Cet atelier cherche à réunir des chercheurs travaillant sur les droits sociaux et la fiscalité, au sens large, pour examiner comment les constitutions organisent la relation entre la fiscalité, les ODD et l’État-providence. Il cherche à relier deux débats qui se déroulent trop souvent en parallèle et à examiner leurs effets réciproques. D’une part, il existe une discussion doctrinale et jurisprudentielle sur les garanties constitutionnelles des droits sociaux et les limites de la rareté budgétaire (fiscal scarcity) comme justification de la non-conformité.

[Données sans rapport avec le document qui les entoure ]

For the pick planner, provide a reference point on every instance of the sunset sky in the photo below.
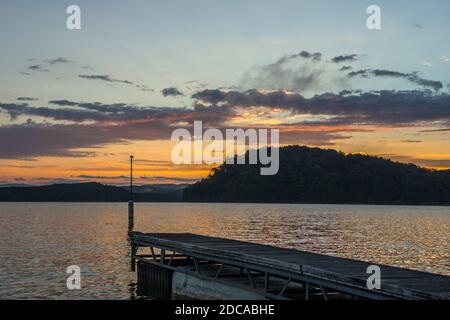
(75, 103)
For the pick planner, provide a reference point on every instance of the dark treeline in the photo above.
(313, 175)
(82, 192)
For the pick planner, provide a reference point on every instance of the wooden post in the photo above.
(130, 215)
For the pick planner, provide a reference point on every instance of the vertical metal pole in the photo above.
(131, 203)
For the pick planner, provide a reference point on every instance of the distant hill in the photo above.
(87, 192)
(313, 175)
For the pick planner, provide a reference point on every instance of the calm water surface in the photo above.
(39, 241)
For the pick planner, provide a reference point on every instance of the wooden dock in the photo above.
(274, 273)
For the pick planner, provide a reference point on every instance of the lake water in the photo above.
(38, 241)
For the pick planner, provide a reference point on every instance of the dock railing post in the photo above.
(131, 202)
(130, 215)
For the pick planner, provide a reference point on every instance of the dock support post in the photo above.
(130, 215)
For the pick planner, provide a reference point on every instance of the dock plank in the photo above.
(404, 283)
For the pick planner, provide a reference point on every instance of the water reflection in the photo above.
(39, 241)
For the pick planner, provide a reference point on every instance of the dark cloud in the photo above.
(37, 67)
(304, 72)
(345, 68)
(59, 60)
(411, 77)
(27, 99)
(106, 78)
(171, 92)
(377, 107)
(345, 58)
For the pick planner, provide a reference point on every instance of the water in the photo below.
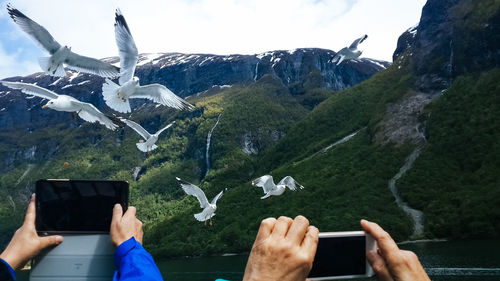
(444, 261)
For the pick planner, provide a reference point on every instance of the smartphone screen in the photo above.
(340, 256)
(67, 206)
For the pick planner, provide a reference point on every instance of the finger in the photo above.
(379, 266)
(130, 213)
(50, 241)
(281, 228)
(298, 229)
(265, 229)
(310, 242)
(117, 213)
(138, 231)
(385, 243)
(31, 212)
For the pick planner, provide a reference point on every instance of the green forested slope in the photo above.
(456, 180)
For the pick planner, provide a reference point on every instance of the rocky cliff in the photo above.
(453, 37)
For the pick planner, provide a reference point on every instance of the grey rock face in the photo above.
(453, 37)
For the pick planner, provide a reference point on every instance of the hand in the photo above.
(283, 250)
(25, 244)
(391, 263)
(125, 226)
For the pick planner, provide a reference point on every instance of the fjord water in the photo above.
(473, 260)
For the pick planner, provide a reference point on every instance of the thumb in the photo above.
(48, 241)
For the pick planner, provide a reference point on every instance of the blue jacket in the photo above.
(135, 263)
(6, 272)
(132, 260)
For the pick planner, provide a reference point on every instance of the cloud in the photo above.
(225, 26)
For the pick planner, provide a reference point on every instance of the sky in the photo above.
(206, 26)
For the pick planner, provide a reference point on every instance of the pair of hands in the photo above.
(25, 244)
(284, 250)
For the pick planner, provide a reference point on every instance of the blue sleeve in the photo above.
(6, 272)
(135, 263)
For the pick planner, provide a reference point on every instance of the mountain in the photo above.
(289, 83)
(412, 147)
(453, 38)
(413, 132)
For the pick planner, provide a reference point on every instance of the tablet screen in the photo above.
(78, 205)
(339, 256)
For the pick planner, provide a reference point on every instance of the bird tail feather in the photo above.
(144, 148)
(110, 95)
(44, 63)
(46, 66)
(265, 196)
(201, 216)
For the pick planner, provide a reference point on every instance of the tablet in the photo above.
(78, 206)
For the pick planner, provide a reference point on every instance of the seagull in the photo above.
(60, 55)
(349, 53)
(150, 139)
(117, 96)
(267, 184)
(208, 208)
(86, 111)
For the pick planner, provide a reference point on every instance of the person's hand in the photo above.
(283, 250)
(125, 226)
(390, 263)
(25, 244)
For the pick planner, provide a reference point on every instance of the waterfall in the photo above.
(256, 69)
(416, 215)
(450, 63)
(209, 137)
(345, 139)
(28, 169)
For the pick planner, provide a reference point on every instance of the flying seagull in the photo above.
(349, 53)
(60, 55)
(208, 208)
(117, 96)
(150, 139)
(86, 111)
(267, 184)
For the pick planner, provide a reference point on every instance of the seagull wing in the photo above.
(138, 128)
(160, 94)
(266, 182)
(192, 189)
(217, 197)
(163, 129)
(354, 45)
(126, 46)
(290, 183)
(91, 114)
(41, 36)
(91, 66)
(31, 89)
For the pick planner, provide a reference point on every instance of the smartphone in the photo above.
(342, 255)
(78, 206)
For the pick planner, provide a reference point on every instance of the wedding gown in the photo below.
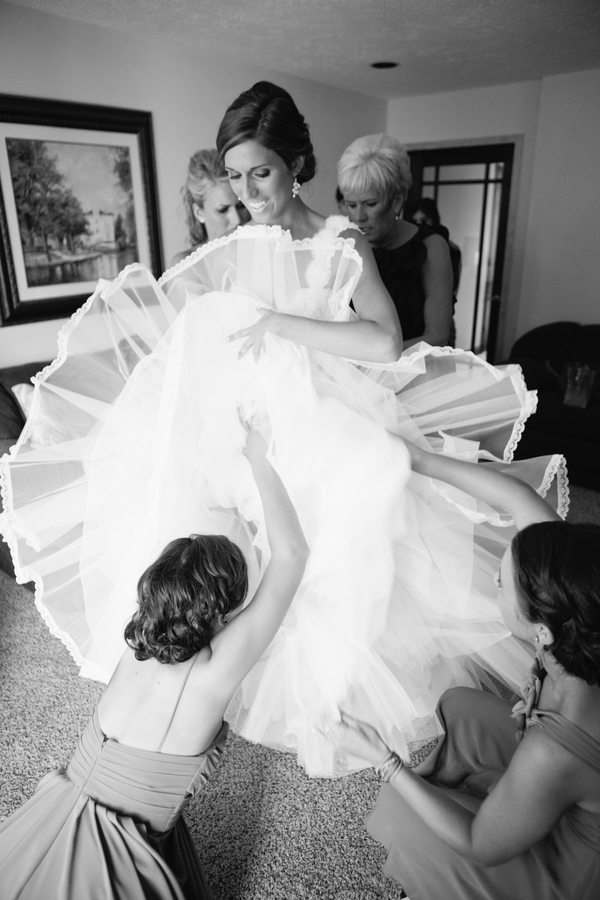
(144, 400)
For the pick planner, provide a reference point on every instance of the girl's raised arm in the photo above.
(240, 645)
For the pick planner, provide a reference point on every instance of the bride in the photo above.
(135, 438)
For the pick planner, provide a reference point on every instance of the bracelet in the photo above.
(389, 766)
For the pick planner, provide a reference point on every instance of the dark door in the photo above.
(471, 187)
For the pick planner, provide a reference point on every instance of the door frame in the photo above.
(508, 307)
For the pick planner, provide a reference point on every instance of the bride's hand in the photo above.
(254, 334)
(355, 738)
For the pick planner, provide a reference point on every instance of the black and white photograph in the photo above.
(299, 450)
(77, 204)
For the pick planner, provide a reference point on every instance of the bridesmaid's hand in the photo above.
(255, 448)
(355, 738)
(255, 334)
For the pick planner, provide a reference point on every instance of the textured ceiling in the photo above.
(441, 45)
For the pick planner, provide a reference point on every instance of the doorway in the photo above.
(471, 188)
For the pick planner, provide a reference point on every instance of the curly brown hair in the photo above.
(557, 580)
(194, 582)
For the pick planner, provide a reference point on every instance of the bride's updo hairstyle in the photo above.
(267, 114)
(194, 582)
(557, 580)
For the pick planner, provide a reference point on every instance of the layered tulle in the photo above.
(109, 826)
(397, 602)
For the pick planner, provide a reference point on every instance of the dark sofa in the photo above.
(11, 423)
(555, 427)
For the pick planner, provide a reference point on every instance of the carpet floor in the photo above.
(264, 831)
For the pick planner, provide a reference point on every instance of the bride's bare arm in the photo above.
(375, 337)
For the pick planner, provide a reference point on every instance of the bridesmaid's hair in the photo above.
(205, 171)
(557, 579)
(194, 582)
(267, 114)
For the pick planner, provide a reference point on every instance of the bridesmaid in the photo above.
(109, 826)
(506, 819)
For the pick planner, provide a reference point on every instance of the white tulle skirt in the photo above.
(398, 600)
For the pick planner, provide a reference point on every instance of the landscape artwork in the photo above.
(75, 210)
(78, 203)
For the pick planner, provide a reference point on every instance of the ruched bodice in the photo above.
(125, 778)
(148, 390)
(108, 826)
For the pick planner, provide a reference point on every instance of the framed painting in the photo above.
(78, 202)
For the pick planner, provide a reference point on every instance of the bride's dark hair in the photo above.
(194, 582)
(267, 114)
(557, 580)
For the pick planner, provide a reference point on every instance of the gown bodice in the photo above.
(313, 277)
(154, 787)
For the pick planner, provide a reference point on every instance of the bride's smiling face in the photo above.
(261, 180)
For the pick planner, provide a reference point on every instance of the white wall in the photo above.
(561, 279)
(554, 265)
(55, 58)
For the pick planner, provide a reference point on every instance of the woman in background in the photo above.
(515, 819)
(392, 602)
(414, 264)
(211, 207)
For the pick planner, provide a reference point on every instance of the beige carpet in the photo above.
(264, 830)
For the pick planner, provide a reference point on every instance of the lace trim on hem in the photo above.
(529, 405)
(23, 576)
(556, 468)
(409, 359)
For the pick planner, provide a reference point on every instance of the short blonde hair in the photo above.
(375, 162)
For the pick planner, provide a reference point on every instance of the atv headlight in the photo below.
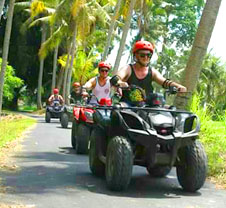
(89, 115)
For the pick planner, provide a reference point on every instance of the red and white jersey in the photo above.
(101, 91)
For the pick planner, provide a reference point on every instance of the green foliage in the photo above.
(213, 136)
(83, 68)
(11, 83)
(212, 83)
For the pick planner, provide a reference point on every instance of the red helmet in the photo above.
(103, 64)
(76, 84)
(143, 45)
(55, 91)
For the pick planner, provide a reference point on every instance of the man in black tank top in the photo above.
(140, 73)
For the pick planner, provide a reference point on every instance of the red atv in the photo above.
(82, 125)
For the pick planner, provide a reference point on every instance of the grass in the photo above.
(12, 126)
(213, 137)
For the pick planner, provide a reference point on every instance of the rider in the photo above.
(76, 93)
(140, 73)
(56, 97)
(100, 85)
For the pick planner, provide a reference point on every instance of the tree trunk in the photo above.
(124, 35)
(39, 93)
(111, 29)
(60, 79)
(71, 66)
(199, 48)
(1, 8)
(6, 49)
(66, 71)
(54, 68)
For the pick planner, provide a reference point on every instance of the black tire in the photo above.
(73, 133)
(48, 117)
(119, 163)
(192, 170)
(64, 120)
(159, 171)
(82, 140)
(97, 167)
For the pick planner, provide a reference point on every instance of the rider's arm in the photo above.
(157, 77)
(50, 98)
(90, 84)
(124, 74)
(61, 99)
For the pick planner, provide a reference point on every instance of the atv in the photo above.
(53, 111)
(148, 134)
(67, 114)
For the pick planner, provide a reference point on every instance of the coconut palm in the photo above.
(198, 51)
(6, 49)
(85, 15)
(111, 28)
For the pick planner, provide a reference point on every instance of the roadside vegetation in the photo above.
(213, 137)
(12, 126)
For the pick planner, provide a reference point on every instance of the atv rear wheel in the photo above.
(119, 163)
(192, 168)
(48, 117)
(82, 140)
(64, 120)
(159, 171)
(97, 167)
(74, 133)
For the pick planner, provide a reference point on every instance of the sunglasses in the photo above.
(103, 70)
(148, 55)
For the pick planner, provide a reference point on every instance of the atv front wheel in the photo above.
(82, 140)
(159, 171)
(119, 163)
(48, 117)
(97, 167)
(64, 120)
(192, 168)
(73, 133)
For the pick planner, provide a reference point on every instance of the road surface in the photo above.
(51, 175)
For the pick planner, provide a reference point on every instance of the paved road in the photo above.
(52, 175)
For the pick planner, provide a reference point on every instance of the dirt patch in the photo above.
(16, 206)
(7, 161)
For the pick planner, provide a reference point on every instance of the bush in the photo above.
(10, 84)
(213, 136)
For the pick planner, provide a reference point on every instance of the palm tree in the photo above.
(85, 15)
(124, 34)
(198, 51)
(1, 8)
(111, 29)
(6, 49)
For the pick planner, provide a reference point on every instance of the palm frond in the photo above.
(39, 21)
(51, 43)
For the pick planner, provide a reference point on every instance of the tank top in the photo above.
(145, 83)
(101, 91)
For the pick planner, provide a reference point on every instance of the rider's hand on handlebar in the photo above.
(123, 84)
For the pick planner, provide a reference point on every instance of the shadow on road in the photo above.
(42, 172)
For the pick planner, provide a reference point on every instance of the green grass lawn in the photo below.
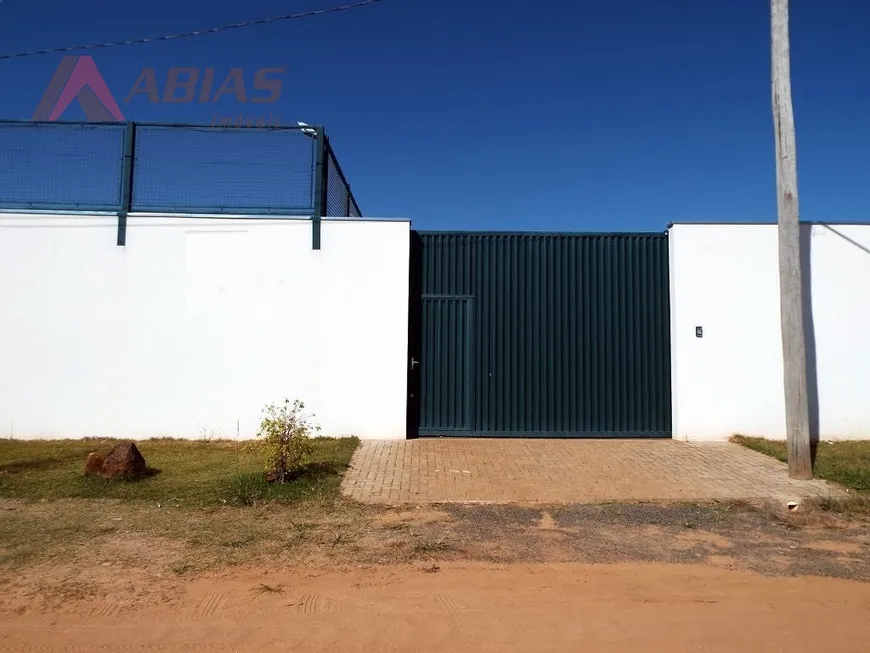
(192, 473)
(847, 463)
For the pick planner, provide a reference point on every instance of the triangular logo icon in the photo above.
(78, 78)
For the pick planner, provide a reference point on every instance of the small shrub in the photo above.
(285, 439)
(248, 489)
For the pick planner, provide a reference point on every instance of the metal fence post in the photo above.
(321, 177)
(126, 182)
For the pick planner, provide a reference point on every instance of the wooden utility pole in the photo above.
(797, 419)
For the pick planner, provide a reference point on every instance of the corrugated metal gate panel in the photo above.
(446, 370)
(569, 333)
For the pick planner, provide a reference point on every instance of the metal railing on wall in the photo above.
(160, 168)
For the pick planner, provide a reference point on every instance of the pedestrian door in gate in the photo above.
(446, 364)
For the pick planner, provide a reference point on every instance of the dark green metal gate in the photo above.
(539, 335)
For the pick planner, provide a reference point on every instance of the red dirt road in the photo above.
(479, 608)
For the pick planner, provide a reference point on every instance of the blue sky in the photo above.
(512, 115)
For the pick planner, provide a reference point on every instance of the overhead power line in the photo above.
(201, 32)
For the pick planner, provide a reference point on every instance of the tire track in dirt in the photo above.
(213, 604)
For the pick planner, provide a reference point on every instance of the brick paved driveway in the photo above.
(565, 471)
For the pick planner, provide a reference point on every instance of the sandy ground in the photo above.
(104, 576)
(477, 607)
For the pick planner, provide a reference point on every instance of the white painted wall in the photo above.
(198, 323)
(725, 278)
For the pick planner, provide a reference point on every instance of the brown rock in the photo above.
(124, 461)
(94, 464)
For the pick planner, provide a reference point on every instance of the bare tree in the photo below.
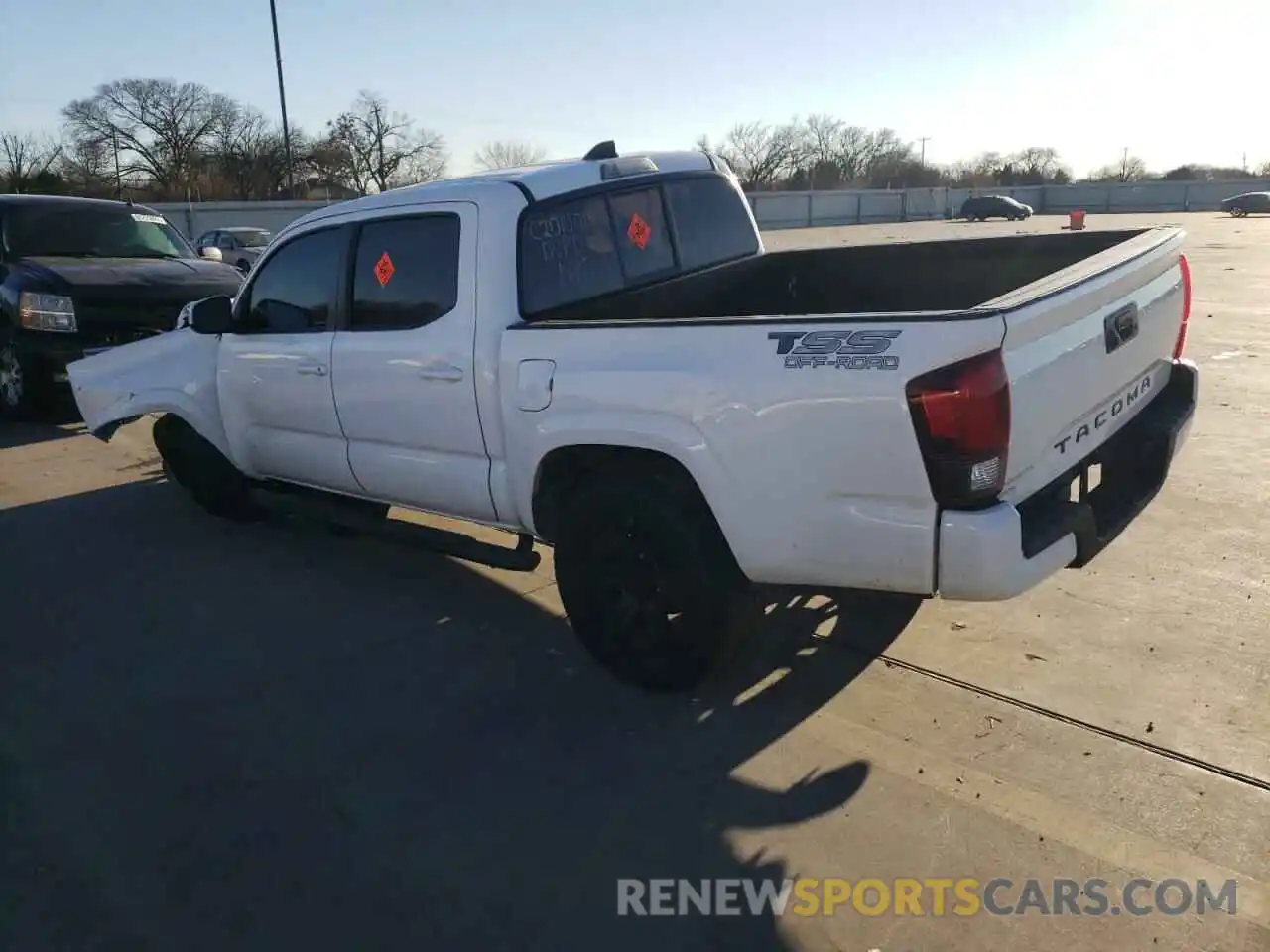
(376, 149)
(508, 154)
(162, 127)
(762, 155)
(1037, 166)
(246, 153)
(87, 168)
(1129, 168)
(26, 158)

D’autre part, il y a une recherche d’un nouveau paradigme de « fiscalité durable », d’une gouvernance fiscale mondiale plus inclusive et de la responsabilité des entreprises (incluant les cadres environnementaux, sociaux et de gouvernance – ESG) comme outils de financement des droits sociaux et économiques, ce qui peut créer des tensions avec des principes constitutionnels de longue date en matière de droit fiscal, de souveraineté et de démocratie.

À la lumière de ces préoccupations, l’atelier vise à explorer, entre autres :

Les approches constitutionnelles comparées des régimes de protection sociale financés par l’impôt et les cotisations, et comment les contraintes fiscales et budgétaires peuvent être façonnées par le régime fiscal international actuel et les nouvelles tendances de la gouvernance fiscale mondiale (y compris les engagements liés aux ODD et les agendas d’imposition minimale tels que le Pilier Deux de l’OCDE), affectant la conception et la durabilité de ces régimes ;

Les limites constitutionnelles et celles des droits de l’homme sur l’exercice des pouvoirs d’imposition et sur l’usage de la « rareté budgétaire » comme justification pour restreindre les droits sociaux. Cela peut inclure des exemples où une telle rareté est produite ou renforcée par la concurrence fiscale internationale et les incitations fiscales nationales ;

Le rôle évolutif des Nations Unies, de l’OCDE et d’autres forums internationaux dans le remodelage de la gouvernance fiscale internationale, et ses implications pour le « bloc de constitutionnalité », la protection des droits des contribuables et des bénéficiaires, et l’espace budgétaire des économies périphériques et du Sud global pour financer les droits sociaux ; et,

Les cadres théoriques et normatifs pour un constitutionnalisme social et fiscal intégré, incluant les liens procéduraux entre ces domaines du droit, la réorientation du droit fiscal comme outil de mise en œuvre et d’expansion des droits sociaux, et l’idée d’une fiscalité inclusive et durable comme impératif constitutionnel et de droits de l’homme partagé, ainsi que d’autres questions émergentes à l’intersection des droits sociaux, de la fiscalité et de la gouvernance économique mondiale.